Some people live in houses and apartments that simply don’t fit them. The three most basic problems are 1) the person doesn’t know what’s wrong 2) the person thinks it’s too difficult to fix 3) too much stuff.
1) should be the easiest but is actually the hardest. There aren’t classes about how to be copacetic with one’s surroundings. People move into a place, toss stuff around and expect things to work out. No, my dear, no. It’s like opening up the fridge and tossing two tablespoons of everything into a bowl and calling it salad. You need to sit in each room and THINK. (Champagne helps this process). Now don’t go overboard (a phrase you will seldom hear form me – you SHOULD go overboard, but in-home decorating one must think, sigh, of the budget or one won’t have a home to decorate) but contemplate – what does this room need? Do the chairs need to be a different color? Buy white cotton sheets, dye them the correct color and drape. Does something need to be higher or lower or disappeared or moved?
Step 2 is easiest. Think about poor but strong college students. Most colleges have a surplus of robust undergrads who would love to whitewash your basement walls or run an old piece of furniture to the dump. In the States, of course there is Craig’s List, but wherever you are, try a nearby college, especially the student affairs people who often have a list of students who will work for low pay and beer tips (except Germany or France – the German students are all studying; the French ones all look so much more chic than you, it’s depressing when the people who are coming to regrout the bathroom are dressed infinitely more elegantly than you. Avoid all French people unless you are in full war regalia including good perfume, catwalk-ready make-up, major gold, fey shoes, a non-color-coordinated ensemble and a purse that costs as much as a car. Of course, they will still not accord you any respect but at least they will not subject you to withering scorn by hissing scathing remarks at you. You have been warned.)
Yes of course you should hire professional painters if you can, but college students can also paint. They can hang pictures, dust the top of shelves, move beds, assemble IKEA furniture and haul anything to whichever charity you prefer.
Need curtains dyed, shorted, hung, or repaired? Hie thee to the college theater department in which there will be a costume and set designer, hidden in a corner and obscured by a sewing machine the size of a harvesting combine. Remember Edna in The Incredibles? That’s who you need and theater departments have Ednas galore. If they can’t help you, they know who can.
The ‘too much stuff’ issue has gotten a lot of press but Tosha Silver and Gretchen Rubin have a wise point that is often over-looked. Some people say, ‘my house is clean.’ Now clean is good, but clean is not enough, Liebchen. Clean means there is no dirt – but there still could be drawers, cupboards, even whole rooms which although dust-less still fill you with fear. Those five boxes in the attic, that low shelf in the garage, the ‘back closet’ of doom, the bottom drawer of your nightstand. No, my dear, you cannot rest yet, your task is unfinished.

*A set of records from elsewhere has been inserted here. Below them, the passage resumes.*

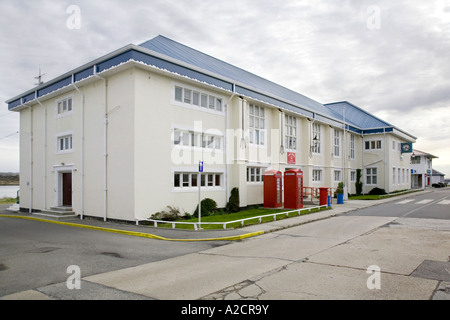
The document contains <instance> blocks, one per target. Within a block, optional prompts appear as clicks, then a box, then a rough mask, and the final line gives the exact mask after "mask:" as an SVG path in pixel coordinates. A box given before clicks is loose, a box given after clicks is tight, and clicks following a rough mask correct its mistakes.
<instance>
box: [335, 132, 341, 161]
mask: <svg viewBox="0 0 450 320" xmlns="http://www.w3.org/2000/svg"><path fill="white" fill-rule="evenodd" d="M340 145H341V133H340V132H339V130H337V129H334V156H335V157H339V156H340V151H341V150H340V149H341V147H340Z"/></svg>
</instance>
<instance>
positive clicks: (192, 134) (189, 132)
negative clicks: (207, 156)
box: [173, 129, 223, 150]
mask: <svg viewBox="0 0 450 320" xmlns="http://www.w3.org/2000/svg"><path fill="white" fill-rule="evenodd" d="M202 139H203V140H202ZM222 141H223V138H222V137H221V136H217V135H211V134H202V133H199V132H194V131H187V130H181V129H175V130H174V134H173V144H174V145H179V146H184V147H199V148H200V147H201V148H205V149H215V150H221V149H222V144H223V143H222Z"/></svg>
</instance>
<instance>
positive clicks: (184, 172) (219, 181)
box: [172, 170, 224, 192]
mask: <svg viewBox="0 0 450 320" xmlns="http://www.w3.org/2000/svg"><path fill="white" fill-rule="evenodd" d="M172 179H173V181H172V188H173V189H172V190H173V191H188V192H198V183H199V181H198V172H187V171H183V170H175V171H173V174H172ZM194 181H195V183H194ZM223 182H224V173H223V172H203V173H202V174H201V175H200V183H201V187H202V189H204V190H222V189H223Z"/></svg>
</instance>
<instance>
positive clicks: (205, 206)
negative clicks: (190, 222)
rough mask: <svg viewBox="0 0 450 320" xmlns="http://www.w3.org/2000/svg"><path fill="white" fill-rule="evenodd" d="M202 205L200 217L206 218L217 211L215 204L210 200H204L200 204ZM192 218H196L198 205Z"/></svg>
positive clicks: (206, 199)
mask: <svg viewBox="0 0 450 320" xmlns="http://www.w3.org/2000/svg"><path fill="white" fill-rule="evenodd" d="M201 204H202V217H207V216H210V215H213V214H214V213H215V212H216V211H217V203H216V202H215V201H214V200H213V199H210V198H205V199H203V200H202V202H201ZM193 216H194V217H196V218H198V205H197V208H196V209H195V211H194V214H193Z"/></svg>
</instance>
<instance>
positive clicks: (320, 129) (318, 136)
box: [311, 123, 322, 154]
mask: <svg viewBox="0 0 450 320" xmlns="http://www.w3.org/2000/svg"><path fill="white" fill-rule="evenodd" d="M312 126H313V130H312V131H313V136H312V140H313V139H314V138H317V140H316V142H313V141H312V143H313V145H312V146H311V147H312V153H314V154H321V151H322V148H321V141H322V133H321V125H320V124H319V123H313V125H312Z"/></svg>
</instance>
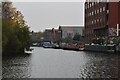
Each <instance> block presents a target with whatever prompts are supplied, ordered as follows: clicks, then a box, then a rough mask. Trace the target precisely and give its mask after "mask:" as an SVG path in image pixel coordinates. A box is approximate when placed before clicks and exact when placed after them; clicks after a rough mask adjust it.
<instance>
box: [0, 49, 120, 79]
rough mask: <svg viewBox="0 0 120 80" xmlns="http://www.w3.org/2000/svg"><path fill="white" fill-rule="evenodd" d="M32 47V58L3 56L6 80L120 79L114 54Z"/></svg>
mask: <svg viewBox="0 0 120 80" xmlns="http://www.w3.org/2000/svg"><path fill="white" fill-rule="evenodd" d="M32 48H34V50H33V51H32V53H31V55H30V56H24V55H23V56H17V57H12V56H11V57H3V60H2V72H3V73H2V76H3V78H118V72H119V71H118V61H119V56H117V55H115V54H109V55H108V54H104V53H100V52H99V53H96V52H86V51H69V50H62V49H52V48H42V47H32Z"/></svg>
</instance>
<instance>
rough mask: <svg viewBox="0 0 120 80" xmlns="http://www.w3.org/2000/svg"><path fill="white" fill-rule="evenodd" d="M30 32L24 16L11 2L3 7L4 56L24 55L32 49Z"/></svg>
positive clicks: (3, 36) (2, 18)
mask: <svg viewBox="0 0 120 80" xmlns="http://www.w3.org/2000/svg"><path fill="white" fill-rule="evenodd" d="M29 34H30V32H29V27H28V25H26V23H25V20H24V18H23V14H22V13H21V12H20V11H17V10H16V8H14V7H13V6H12V3H11V2H3V5H2V51H3V54H11V53H23V52H24V50H25V49H27V50H29V47H30V42H31V41H30V35H29Z"/></svg>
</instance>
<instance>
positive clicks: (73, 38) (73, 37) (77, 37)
mask: <svg viewBox="0 0 120 80" xmlns="http://www.w3.org/2000/svg"><path fill="white" fill-rule="evenodd" d="M80 38H81V35H79V34H75V36H74V37H73V40H75V41H80Z"/></svg>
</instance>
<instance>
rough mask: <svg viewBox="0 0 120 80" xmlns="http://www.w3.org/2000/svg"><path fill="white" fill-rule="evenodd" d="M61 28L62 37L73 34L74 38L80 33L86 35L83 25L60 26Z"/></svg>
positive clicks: (71, 35)
mask: <svg viewBox="0 0 120 80" xmlns="http://www.w3.org/2000/svg"><path fill="white" fill-rule="evenodd" d="M59 30H61V37H62V39H64V38H66V37H68V36H71V37H72V38H73V37H74V36H75V34H80V35H81V36H84V33H83V31H84V27H83V26H59Z"/></svg>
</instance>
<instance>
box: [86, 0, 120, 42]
mask: <svg viewBox="0 0 120 80" xmlns="http://www.w3.org/2000/svg"><path fill="white" fill-rule="evenodd" d="M117 24H120V2H99V1H98V2H89V0H87V1H86V2H85V38H86V39H87V40H88V41H89V42H91V41H92V39H93V38H94V37H110V36H116V34H117V33H116V32H117V31H116V29H117Z"/></svg>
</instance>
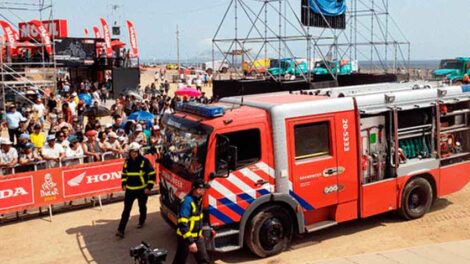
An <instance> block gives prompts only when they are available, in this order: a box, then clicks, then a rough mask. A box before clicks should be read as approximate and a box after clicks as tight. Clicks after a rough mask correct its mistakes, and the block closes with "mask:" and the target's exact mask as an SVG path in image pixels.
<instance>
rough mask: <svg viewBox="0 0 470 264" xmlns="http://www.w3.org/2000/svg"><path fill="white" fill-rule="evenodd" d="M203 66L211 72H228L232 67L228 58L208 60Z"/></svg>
mask: <svg viewBox="0 0 470 264" xmlns="http://www.w3.org/2000/svg"><path fill="white" fill-rule="evenodd" d="M203 66H204V67H203V68H204V70H205V71H206V72H207V73H209V74H212V73H213V72H221V73H226V72H227V71H228V69H229V68H230V64H229V62H228V61H227V60H216V61H208V62H205V63H204V65H203Z"/></svg>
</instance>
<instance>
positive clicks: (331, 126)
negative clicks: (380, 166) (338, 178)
mask: <svg viewBox="0 0 470 264" xmlns="http://www.w3.org/2000/svg"><path fill="white" fill-rule="evenodd" d="M286 125H287V126H286V127H287V137H288V138H287V142H288V148H289V152H288V153H289V170H290V173H289V174H290V175H289V177H290V182H291V184H292V186H291V189H290V190H291V195H293V196H294V198H295V199H297V201H299V203H300V204H301V205H302V207H303V208H304V210H313V209H319V208H323V207H327V206H330V205H334V204H337V203H338V188H339V187H338V177H337V175H338V164H337V150H336V142H335V138H336V137H335V135H336V134H335V130H336V129H335V118H334V116H315V117H302V118H295V119H289V120H287V124H286Z"/></svg>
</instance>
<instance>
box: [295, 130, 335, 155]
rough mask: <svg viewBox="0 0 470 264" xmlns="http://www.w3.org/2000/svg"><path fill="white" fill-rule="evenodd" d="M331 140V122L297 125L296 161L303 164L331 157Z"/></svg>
mask: <svg viewBox="0 0 470 264" xmlns="http://www.w3.org/2000/svg"><path fill="white" fill-rule="evenodd" d="M330 140H331V139H330V122H328V121H320V122H315V123H303V124H297V125H295V126H294V144H295V145H294V146H295V156H294V157H295V161H296V162H302V161H304V160H310V159H317V158H323V157H329V156H331V155H332V153H331V142H330Z"/></svg>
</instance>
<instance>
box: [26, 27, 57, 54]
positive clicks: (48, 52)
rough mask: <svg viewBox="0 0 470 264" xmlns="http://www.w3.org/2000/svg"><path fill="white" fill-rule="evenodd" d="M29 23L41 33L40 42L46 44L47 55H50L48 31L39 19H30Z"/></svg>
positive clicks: (50, 42) (51, 49) (50, 53)
mask: <svg viewBox="0 0 470 264" xmlns="http://www.w3.org/2000/svg"><path fill="white" fill-rule="evenodd" d="M30 23H31V24H33V25H34V26H35V27H36V30H37V31H38V32H39V34H40V35H41V40H42V43H43V44H44V45H45V46H46V52H47V53H48V54H49V55H51V54H52V42H51V36H50V34H49V32H48V31H47V30H46V28H45V27H44V25H43V24H42V22H41V21H39V20H31V21H30Z"/></svg>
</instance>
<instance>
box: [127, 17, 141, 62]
mask: <svg viewBox="0 0 470 264" xmlns="http://www.w3.org/2000/svg"><path fill="white" fill-rule="evenodd" d="M127 28H128V29H129V41H130V43H131V53H130V56H131V57H132V58H137V57H139V50H138V49H137V36H136V34H135V28H134V24H132V22H131V21H129V20H127Z"/></svg>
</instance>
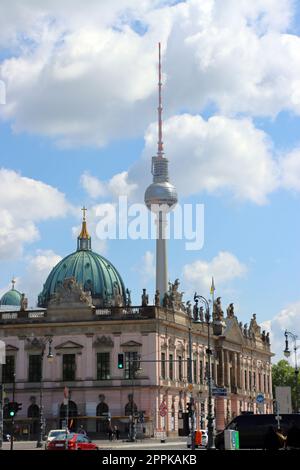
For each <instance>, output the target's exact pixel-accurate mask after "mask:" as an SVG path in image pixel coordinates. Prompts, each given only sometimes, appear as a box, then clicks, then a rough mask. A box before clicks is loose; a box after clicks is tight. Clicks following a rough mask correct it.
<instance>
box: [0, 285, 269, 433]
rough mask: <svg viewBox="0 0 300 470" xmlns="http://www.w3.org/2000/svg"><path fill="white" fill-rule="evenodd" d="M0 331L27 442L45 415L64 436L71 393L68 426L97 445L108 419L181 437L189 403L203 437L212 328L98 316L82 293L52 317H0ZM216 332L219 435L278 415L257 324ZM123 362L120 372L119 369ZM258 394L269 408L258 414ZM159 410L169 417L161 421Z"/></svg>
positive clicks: (144, 307) (254, 321)
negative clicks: (273, 398)
mask: <svg viewBox="0 0 300 470" xmlns="http://www.w3.org/2000/svg"><path fill="white" fill-rule="evenodd" d="M75 284H76V283H75ZM73 285H74V284H73ZM76 285H77V284H76ZM0 323H1V328H0V339H1V340H3V341H4V342H5V344H6V356H7V358H6V359H7V360H6V366H5V368H4V369H5V370H4V371H3V372H4V376H3V380H4V388H5V394H6V400H9V401H13V399H14V401H16V402H19V403H22V410H21V411H20V412H18V415H17V421H16V422H19V424H20V429H21V432H23V431H22V430H23V429H27V431H26V432H30V433H31V434H34V432H35V431H36V427H35V426H37V425H38V424H34V423H38V419H39V417H40V416H39V413H40V406H42V410H43V412H42V416H43V420H44V424H45V428H46V429H49V428H59V427H61V426H62V423H63V420H64V419H65V417H66V406H65V404H64V403H66V401H64V398H65V395H66V390H67V395H68V417H69V426H70V427H73V428H74V429H75V428H76V427H78V426H79V425H80V424H83V425H84V426H85V427H86V429H87V430H88V431H89V432H90V433H95V434H96V435H97V434H99V436H100V435H101V434H102V435H104V434H105V426H106V424H107V421H108V420H109V419H111V420H112V421H113V422H116V423H118V424H119V425H120V426H121V428H122V430H123V432H124V433H125V432H126V429H127V427H128V423H129V421H130V419H132V418H131V416H133V417H134V418H133V419H135V420H136V422H137V423H138V426H139V429H140V432H141V433H144V435H155V433H156V432H157V431H159V430H161V429H165V430H166V432H167V435H178V434H181V433H182V432H183V427H184V424H183V418H184V415H185V413H186V409H187V402H189V400H190V396H191V394H192V395H193V398H194V401H195V415H196V424H197V428H202V427H206V417H207V401H208V383H207V379H208V370H207V354H206V349H207V323H205V322H204V321H201V320H200V319H199V321H198V322H197V323H194V322H193V321H192V320H191V317H190V316H189V315H188V313H187V311H183V310H181V309H172V308H163V307H159V306H151V305H145V306H139V307H132V306H130V307H117V306H112V307H109V308H97V309H96V308H95V307H94V306H92V305H88V303H86V302H85V300H84V299H83V298H82V296H81V294H80V289H73V292H71V294H70V292H69V291H68V292H66V293H65V295H64V293H62V295H61V298H60V300H59V301H56V302H55V303H52V304H51V303H50V304H49V306H48V308H47V309H36V310H22V309H21V310H16V311H5V312H1V313H0ZM210 327H211V347H212V351H213V355H212V366H211V377H212V384H213V387H214V388H216V387H219V388H220V387H222V388H223V389H225V391H226V396H215V397H214V399H213V403H214V414H215V424H216V428H217V429H222V428H224V425H225V423H226V422H227V421H229V420H230V419H231V418H232V417H234V416H235V415H237V414H240V413H241V412H245V411H253V412H266V413H269V412H272V378H271V356H272V353H271V352H270V344H269V340H268V336H266V335H265V333H264V332H261V331H260V327H259V326H258V325H257V323H256V319H255V316H254V317H253V318H252V320H251V322H250V327H249V329H247V328H246V327H245V328H243V327H242V325H241V324H239V323H238V321H237V318H236V316H235V315H230V316H228V315H227V317H226V318H224V319H223V320H222V322H221V326H220V322H217V321H215V322H214V321H213V322H212V323H211V325H210ZM189 328H191V329H190V330H189ZM220 328H221V329H220ZM189 331H190V334H191V340H192V341H191V343H192V361H191V363H192V375H193V379H192V383H189V380H188V377H189V370H188V368H189V367H190V361H189V356H190V351H189ZM49 348H50V349H49ZM49 351H50V355H51V356H53V358H52V360H51V362H50V361H48V359H47V356H48V355H49ZM120 353H122V354H123V355H124V368H123V369H119V368H118V355H119V354H120ZM40 361H41V362H42V373H41V371H40V364H41V362H40ZM13 373H14V374H15V376H14V377H13ZM13 379H14V380H15V384H13ZM13 389H14V390H13ZM258 393H262V394H263V395H264V398H265V400H264V403H263V405H262V406H261V407H260V409H258V408H257V406H258V405H257V404H256V396H257V394H258ZM13 395H14V397H13ZM65 400H66V399H65ZM162 403H163V404H165V405H166V406H165V409H166V415H165V416H161V414H160V411H159V410H160V405H161V404H162ZM28 430H29V431H28Z"/></svg>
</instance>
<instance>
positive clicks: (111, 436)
mask: <svg viewBox="0 0 300 470" xmlns="http://www.w3.org/2000/svg"><path fill="white" fill-rule="evenodd" d="M107 432H108V439H109V440H110V441H112V439H113V428H112V425H111V422H109V424H108V430H107Z"/></svg>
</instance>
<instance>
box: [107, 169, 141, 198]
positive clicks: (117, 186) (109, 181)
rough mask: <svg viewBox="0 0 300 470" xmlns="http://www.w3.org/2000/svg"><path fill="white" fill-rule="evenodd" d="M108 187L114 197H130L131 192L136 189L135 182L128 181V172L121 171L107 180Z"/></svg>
mask: <svg viewBox="0 0 300 470" xmlns="http://www.w3.org/2000/svg"><path fill="white" fill-rule="evenodd" d="M108 189H109V190H110V191H111V193H112V194H113V195H114V196H115V197H119V196H127V197H130V196H131V194H132V193H133V192H134V191H135V190H136V189H137V184H136V183H130V182H129V181H128V172H127V171H123V172H122V173H118V174H116V175H114V176H113V177H112V178H111V179H110V180H109V182H108Z"/></svg>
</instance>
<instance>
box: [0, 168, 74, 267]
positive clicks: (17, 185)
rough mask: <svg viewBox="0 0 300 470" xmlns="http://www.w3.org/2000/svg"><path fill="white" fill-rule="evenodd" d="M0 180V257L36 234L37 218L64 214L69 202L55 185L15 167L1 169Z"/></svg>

The goal (and no it’s not impossible, don’t even think to whine at me, you lump) is that on a Saturday afternoon with a glass of something cold, sparkly and a delicious shade of light pink in your hand, there is not one corner of your domain that sparks concern or fear.
I am not saying there isn’t room for improvement, of course you want your sofa covered in Jim Thompson silk, but there is no dread of that cabinet, that room, the attic, etc. Find your inner rhinoceros – vanquish your fear – attack that place in your house that you do not want to think about.
I am not saying (keep up buttercup!) get rid of everything, of course if you want to keep 8 boxes of Hildegard’s paintings from kindergarten, you have a dispensation, but they must be study cardboard or plastics boxes, labeled on three sides and at least 4 inches off the ground.
And I am not saying the everything must be Martha Stewart/ Marie Kondo level of organized, but that you are NEVER wasting time looking for X because X has a place to live and is in that place or in your hand. Be as disorganized as you please but if you are stomping around your house muttering WHERE IS THAT *#&$^ – you will be uninvited to my Solstice Party on my tropical island because I do not want guests stomping around my yacht muttering WHERE ARE MY SUNGLASSES or stomping around my 7-star hotel muttering WHERE IS MY HOTEL KEY.
Pour yourself something yummy, pull yourself together, attack the no-go zones in your house like a charging emu then curl up like a wombat and watch Miss Pettigrew Lives for a Day or Casablanca.